Interactive Visual Analysis of Spatial Sensitivities
Marina Evers, Simon Leistikow, Hennes Rave, Lars Linsen
TL;DR
The paper addresses spatially resolved sensitivity analysis for 3D simulation ensembles by computing per-voxel sensitivity volumes for each input parameter using Sobol, delta, or DGSA measures. It introduces an interactive visual analytics pipeline that projects multi-field sensitivity data onto a data-driven space-filling curve and combines Horizon Graphs with line charts, complemented by a parallel coordinates plot, a 3D surface view, and a parameter-dependency heatmap to link parameter effects with spatial regions. Key contributions include adapting data-driven SFCs to preserve locality across multiple sensitivity fields, evaluating sensitivity measures and SFC options, and validating the approach on synthetic and real medical datasets with domain expert feedback. The framework enables efficient identification of influential parameters, spatial regions of high sensitivity, and qualitative dependencies, supporting targeted simulations and informed decision-making in spatially complex applications.
Abstract
Sensitivity analyses of simulation ensembles determine how simulation parameters influence the simulation's outcome. Commonly, one global numerical sensitivity value is computed per simulation parameter. However, when considering 3D spatial simulations, the analysis of localized sensitivities in different spatial regions is of importance in many applications. For analyzing the spatial variation of parameter sensitivity, one needs to compute a spatial sensitivity scalar field per simulation parameter.

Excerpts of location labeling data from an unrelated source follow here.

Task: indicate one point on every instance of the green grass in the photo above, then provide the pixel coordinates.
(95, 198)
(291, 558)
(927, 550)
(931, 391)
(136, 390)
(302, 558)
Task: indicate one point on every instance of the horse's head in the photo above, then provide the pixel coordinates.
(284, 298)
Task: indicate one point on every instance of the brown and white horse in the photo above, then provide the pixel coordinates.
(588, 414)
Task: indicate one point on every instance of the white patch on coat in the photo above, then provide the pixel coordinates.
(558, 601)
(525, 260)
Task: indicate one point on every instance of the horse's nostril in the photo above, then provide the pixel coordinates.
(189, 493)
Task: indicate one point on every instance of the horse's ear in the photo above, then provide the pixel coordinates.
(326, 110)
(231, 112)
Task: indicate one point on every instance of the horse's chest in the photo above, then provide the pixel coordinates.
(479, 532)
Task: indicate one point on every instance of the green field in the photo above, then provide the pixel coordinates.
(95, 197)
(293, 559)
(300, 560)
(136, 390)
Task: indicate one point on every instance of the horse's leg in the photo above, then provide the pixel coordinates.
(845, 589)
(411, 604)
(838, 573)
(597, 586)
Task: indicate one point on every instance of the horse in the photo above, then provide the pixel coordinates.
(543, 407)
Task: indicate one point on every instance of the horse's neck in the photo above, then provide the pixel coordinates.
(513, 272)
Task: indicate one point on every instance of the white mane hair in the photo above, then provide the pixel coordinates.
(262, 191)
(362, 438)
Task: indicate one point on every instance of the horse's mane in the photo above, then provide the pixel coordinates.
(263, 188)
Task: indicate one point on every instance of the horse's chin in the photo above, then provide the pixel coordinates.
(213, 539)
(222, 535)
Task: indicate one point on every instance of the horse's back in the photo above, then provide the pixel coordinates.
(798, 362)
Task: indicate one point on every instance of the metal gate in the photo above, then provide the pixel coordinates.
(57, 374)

Given $n$ simulation parameters, we obtain multi-field data consisting of $n$ scalar fields when considering all simulation parameters. We propose an interactive visual analytics solution to analyze the multi-field sensitivity data. It supports the investigation of how strongly and in what way individual parameters influence the simulation outcome, in which spatial regions this is happening, and what the interplay of the simulation parameters is. Its central component is an overview visualization of all sensitivity fields that avoids 3D occlusions by linearizing the data using an adapted scheme of data-driven space-filling curves. The spatial sensitivity values are visualized in a combination of a Horizon Graph and a line chart. We validate our approach by applying it to synthetic and real-world ensemble data.